Em meio a uma das fases mais desafiadoras dos últimos anos, a Alemanha se vê diante de uma crise silenciosa que ultrapassa os muros das casas e sacode a opinião pública. O aumento expressivo da violência doméstica expõe uma ferida social ainda aberta, agravada por tensões econômicas, desigualdades estruturais e barreiras culturais. Enquanto o país busca respostas, o problema afeta milhares — especialmente mulheres. O cenário serve de alerta não apenas para os alemães, mas também para o restante da Europa.
Casos em alta e uma estatística chocante
Em 2024, a Alemanha registrou 256.942 casos de violência doméstica — o número mais alto desde o início dos registros oficiais. O aumento foi de 3,7% em relação a 2023, segundo dados da Polícia Criminal Federal (BKA). Porém, especialistas alertam que esses números podem ser apenas a ponta do iceberg, já que muitos crimes não são denunciados.
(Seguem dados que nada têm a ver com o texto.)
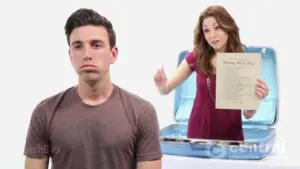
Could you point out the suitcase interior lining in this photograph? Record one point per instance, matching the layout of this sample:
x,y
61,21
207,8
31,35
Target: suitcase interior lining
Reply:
x,y
256,128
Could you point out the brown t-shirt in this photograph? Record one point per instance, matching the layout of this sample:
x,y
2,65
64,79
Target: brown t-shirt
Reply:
x,y
116,134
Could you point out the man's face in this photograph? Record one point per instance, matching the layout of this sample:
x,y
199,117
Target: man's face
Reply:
x,y
90,52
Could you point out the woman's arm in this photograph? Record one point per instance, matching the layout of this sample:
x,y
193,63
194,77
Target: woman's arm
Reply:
x,y
181,74
249,113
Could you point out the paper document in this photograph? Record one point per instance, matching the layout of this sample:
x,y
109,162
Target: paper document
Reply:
x,y
236,77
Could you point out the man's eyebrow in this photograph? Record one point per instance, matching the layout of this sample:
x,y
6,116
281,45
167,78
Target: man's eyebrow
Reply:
x,y
93,41
76,42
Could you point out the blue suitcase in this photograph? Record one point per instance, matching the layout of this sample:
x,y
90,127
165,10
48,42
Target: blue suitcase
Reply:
x,y
258,131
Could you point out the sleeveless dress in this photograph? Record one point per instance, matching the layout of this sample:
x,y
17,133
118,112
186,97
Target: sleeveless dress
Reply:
x,y
207,122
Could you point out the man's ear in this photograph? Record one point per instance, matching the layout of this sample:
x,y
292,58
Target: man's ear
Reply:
x,y
114,54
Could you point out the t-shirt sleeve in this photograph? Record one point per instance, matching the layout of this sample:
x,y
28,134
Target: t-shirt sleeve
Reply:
x,y
191,60
37,143
148,141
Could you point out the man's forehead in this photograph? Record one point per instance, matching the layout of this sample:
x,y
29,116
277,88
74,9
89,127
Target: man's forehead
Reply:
x,y
87,34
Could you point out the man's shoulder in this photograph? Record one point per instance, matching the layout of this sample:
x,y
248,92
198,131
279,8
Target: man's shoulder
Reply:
x,y
135,101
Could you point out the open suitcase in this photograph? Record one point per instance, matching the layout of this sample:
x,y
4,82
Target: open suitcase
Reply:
x,y
258,132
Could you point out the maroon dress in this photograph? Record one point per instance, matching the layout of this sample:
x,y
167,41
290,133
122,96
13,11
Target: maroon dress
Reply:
x,y
207,122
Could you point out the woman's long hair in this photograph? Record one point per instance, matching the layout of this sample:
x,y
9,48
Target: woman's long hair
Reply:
x,y
202,49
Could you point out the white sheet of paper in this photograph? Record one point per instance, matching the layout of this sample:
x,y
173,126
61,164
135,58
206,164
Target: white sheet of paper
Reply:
x,y
236,77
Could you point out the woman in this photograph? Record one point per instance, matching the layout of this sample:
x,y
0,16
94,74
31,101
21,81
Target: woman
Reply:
x,y
215,32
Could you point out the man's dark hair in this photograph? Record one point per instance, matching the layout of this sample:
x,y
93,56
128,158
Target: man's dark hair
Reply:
x,y
83,17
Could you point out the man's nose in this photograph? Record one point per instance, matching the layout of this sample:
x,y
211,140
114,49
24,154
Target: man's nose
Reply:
x,y
87,53
212,34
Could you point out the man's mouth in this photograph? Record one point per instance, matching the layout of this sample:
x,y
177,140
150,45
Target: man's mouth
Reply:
x,y
215,41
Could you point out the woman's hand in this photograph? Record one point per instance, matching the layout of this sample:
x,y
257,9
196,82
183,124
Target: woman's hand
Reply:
x,y
160,80
261,89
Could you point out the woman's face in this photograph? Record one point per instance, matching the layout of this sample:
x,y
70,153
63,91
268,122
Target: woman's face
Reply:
x,y
214,35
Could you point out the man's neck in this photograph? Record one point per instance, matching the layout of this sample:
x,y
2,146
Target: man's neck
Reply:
x,y
97,93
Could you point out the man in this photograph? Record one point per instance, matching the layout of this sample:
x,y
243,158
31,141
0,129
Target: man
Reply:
x,y
95,124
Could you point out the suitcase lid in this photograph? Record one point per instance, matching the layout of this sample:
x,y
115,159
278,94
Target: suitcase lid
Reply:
x,y
267,113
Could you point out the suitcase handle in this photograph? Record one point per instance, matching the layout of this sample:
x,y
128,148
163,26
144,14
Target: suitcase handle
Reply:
x,y
201,145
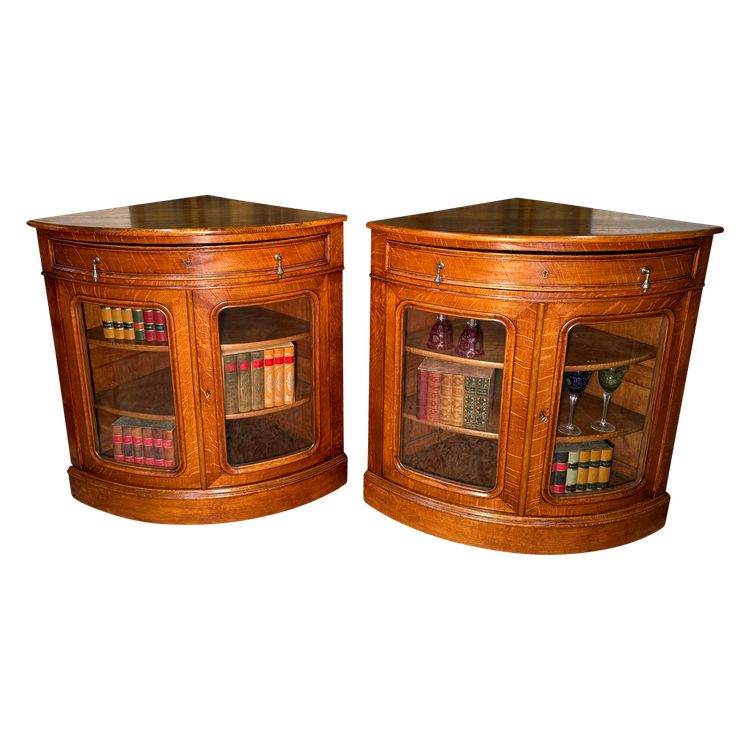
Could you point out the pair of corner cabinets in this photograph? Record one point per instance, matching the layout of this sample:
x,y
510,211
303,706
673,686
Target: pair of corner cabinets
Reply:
x,y
162,312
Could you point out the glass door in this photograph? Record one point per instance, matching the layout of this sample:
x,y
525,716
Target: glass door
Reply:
x,y
267,378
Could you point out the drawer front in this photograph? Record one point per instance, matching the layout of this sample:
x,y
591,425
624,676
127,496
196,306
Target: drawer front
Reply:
x,y
540,272
259,259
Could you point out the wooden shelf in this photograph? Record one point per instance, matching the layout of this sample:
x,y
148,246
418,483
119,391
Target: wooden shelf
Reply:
x,y
588,410
304,391
95,337
147,397
591,349
255,327
494,344
410,413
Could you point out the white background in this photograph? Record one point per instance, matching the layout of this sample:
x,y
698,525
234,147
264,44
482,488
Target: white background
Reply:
x,y
332,626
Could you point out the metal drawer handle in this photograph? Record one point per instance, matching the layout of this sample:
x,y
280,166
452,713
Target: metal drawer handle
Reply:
x,y
646,285
438,278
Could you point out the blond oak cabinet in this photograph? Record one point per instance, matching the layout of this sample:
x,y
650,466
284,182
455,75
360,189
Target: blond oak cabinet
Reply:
x,y
199,351
531,358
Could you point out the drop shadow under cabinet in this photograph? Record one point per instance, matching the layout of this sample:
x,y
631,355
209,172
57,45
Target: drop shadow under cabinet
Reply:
x,y
531,357
199,351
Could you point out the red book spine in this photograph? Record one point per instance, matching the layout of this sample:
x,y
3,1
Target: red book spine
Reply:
x,y
160,326
148,325
422,385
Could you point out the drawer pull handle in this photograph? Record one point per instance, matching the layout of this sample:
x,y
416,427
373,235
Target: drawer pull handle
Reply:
x,y
646,285
438,278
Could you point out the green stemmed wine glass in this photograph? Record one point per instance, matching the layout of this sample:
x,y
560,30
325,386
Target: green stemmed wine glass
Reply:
x,y
610,380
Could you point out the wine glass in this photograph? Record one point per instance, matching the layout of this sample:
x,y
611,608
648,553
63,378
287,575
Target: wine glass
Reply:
x,y
609,380
576,382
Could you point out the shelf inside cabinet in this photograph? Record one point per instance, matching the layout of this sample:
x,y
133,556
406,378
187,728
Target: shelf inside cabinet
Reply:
x,y
592,349
95,337
410,412
256,327
494,344
588,410
147,397
304,392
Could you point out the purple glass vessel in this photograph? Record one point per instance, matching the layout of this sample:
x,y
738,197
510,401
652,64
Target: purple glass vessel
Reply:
x,y
441,335
471,343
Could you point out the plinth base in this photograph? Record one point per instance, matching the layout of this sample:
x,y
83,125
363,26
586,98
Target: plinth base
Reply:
x,y
484,528
217,505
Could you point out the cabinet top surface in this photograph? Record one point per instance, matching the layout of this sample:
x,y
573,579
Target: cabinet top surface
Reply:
x,y
203,214
520,219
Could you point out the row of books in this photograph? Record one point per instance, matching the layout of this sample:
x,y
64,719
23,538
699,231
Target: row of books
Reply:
x,y
581,467
259,379
144,442
454,393
133,324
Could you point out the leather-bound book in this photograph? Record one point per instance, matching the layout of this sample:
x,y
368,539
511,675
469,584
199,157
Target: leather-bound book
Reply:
x,y
117,440
138,325
244,383
268,378
108,325
231,396
148,325
278,376
256,375
289,380
127,324
160,326
117,323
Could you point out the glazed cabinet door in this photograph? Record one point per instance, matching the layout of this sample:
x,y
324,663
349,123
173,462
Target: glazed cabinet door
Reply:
x,y
457,373
264,371
133,408
611,377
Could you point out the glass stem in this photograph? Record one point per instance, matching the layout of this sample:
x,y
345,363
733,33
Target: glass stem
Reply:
x,y
605,406
573,401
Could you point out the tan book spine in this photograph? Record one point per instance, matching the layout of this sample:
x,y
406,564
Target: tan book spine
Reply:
x,y
268,378
278,376
289,381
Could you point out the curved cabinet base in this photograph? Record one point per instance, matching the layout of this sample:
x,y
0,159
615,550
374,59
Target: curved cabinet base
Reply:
x,y
216,505
536,535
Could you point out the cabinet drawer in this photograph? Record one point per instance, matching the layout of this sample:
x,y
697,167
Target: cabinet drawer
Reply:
x,y
503,270
297,255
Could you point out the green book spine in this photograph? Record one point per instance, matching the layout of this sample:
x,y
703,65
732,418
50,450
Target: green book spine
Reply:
x,y
571,475
256,380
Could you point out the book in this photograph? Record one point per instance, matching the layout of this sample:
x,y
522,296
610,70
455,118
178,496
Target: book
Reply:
x,y
160,326
559,470
571,476
117,324
231,396
108,324
244,384
138,326
278,376
268,378
148,325
289,375
256,362
117,440
127,324
584,457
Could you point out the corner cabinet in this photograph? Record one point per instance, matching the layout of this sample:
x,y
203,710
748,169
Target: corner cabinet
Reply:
x,y
531,357
199,350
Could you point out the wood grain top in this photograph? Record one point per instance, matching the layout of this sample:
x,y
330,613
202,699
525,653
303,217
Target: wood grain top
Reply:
x,y
520,219
202,214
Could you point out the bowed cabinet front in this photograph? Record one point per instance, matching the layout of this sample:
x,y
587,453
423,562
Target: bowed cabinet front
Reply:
x,y
200,365
532,370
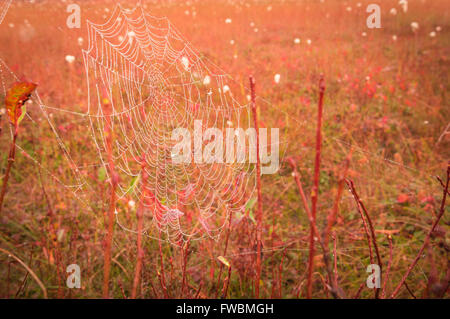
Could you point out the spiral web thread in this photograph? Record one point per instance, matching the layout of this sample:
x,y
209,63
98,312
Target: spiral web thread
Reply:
x,y
144,80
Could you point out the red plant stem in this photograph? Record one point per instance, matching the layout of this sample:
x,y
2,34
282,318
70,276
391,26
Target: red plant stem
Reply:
x,y
359,290
11,158
112,207
185,256
140,220
315,188
162,276
386,278
258,185
335,259
280,274
331,219
198,291
427,238
54,237
335,289
360,204
224,252
226,284
363,220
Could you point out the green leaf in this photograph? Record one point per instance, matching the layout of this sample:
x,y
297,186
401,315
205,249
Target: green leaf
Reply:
x,y
22,114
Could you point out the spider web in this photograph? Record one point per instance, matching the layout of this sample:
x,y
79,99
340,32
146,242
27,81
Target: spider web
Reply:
x,y
144,80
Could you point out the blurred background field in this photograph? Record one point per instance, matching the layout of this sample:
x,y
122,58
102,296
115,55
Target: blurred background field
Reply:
x,y
386,109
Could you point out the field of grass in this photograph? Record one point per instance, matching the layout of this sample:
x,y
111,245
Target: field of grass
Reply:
x,y
386,112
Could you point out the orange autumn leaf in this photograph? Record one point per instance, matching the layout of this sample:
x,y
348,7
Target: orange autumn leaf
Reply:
x,y
15,98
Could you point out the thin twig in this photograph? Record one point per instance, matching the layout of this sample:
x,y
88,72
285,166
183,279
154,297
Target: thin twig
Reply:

A realidade é ainda mais preocupante quando se observa o perfil das vítimas: quase 80% são mulheres, e o número de feminicídios em 2023 foi quase três vezes maior que no ano anterior. Em média, uma mulher é assassinada por seu parceiro ou ex-parceiro a cada dia no país.
Respostas governamentais e novos projetos de lei
Diante da gravidade da situação, o governo alemão tem adotado medidas emergenciais. Inspirando-se em iniciativas da Espanha, a Alemanha discute a adoção nacional de tornozeleiras eletrônicas para agressores reincidentes — já em uso nos estados de Hesse e Saxônia.
Em fevereiro de 2025, o Bundesrat aprovou uma lei que obriga todos os estados federados a fornecerem serviços gratuitos de proteção e aconselhamento para as vítimas. O governo federal destinará 2,6 bilhões de euros entre 2027 e 2036 para financiar essas ações.

Imigrantes enfrentam desafios ainda maiores
Outro dado alarmante: 69% das mulheres acolhidas em abrigos em 2023 não nasceram na Alemanha. Fatores como barreiras linguísticas, falta de rede de apoio e dependência econômica tornam o enfrentamento da violência ainda mais difícil para migrantes.
O reflexo na Europa: problema comum, respostas diversas
Outros países da Europa também enfrentam aumentos significativos de violência doméstica. Na Itália, as denúncias cresceram 57% em 2024, e casos como o assassinato de Giulia Cecchettin causaram comoção nacional. Em Portugal, houve mais de 15 mil denúncias e 1.281 prisões.
Na Espanha, campanhas de conscientização reduziram os feminicídios em um terço desde 2003, embora os crimes sexuais sigam em alta. Já no Reino Unido, 2,3 milhões de pessoas foram vítimas em apenas um ano, e muitas mulheres permanecem com o agressor por falta de recursos.
Na Polônia e Romênia, os números também são alarmantes. Políticas como reeducação obrigatória e confiscos de armas têm sido adotadas para tentar frear a violência.
Conclusão:
A escalada da violência doméstica na Alemanha revela uma crise estrutural que exige ação imediata. O impacto é global, e a resposta também precisa ser. Mais do que leis, é preciso uma mudança cultural que comece com informação, empatia e apoio real às vítimas.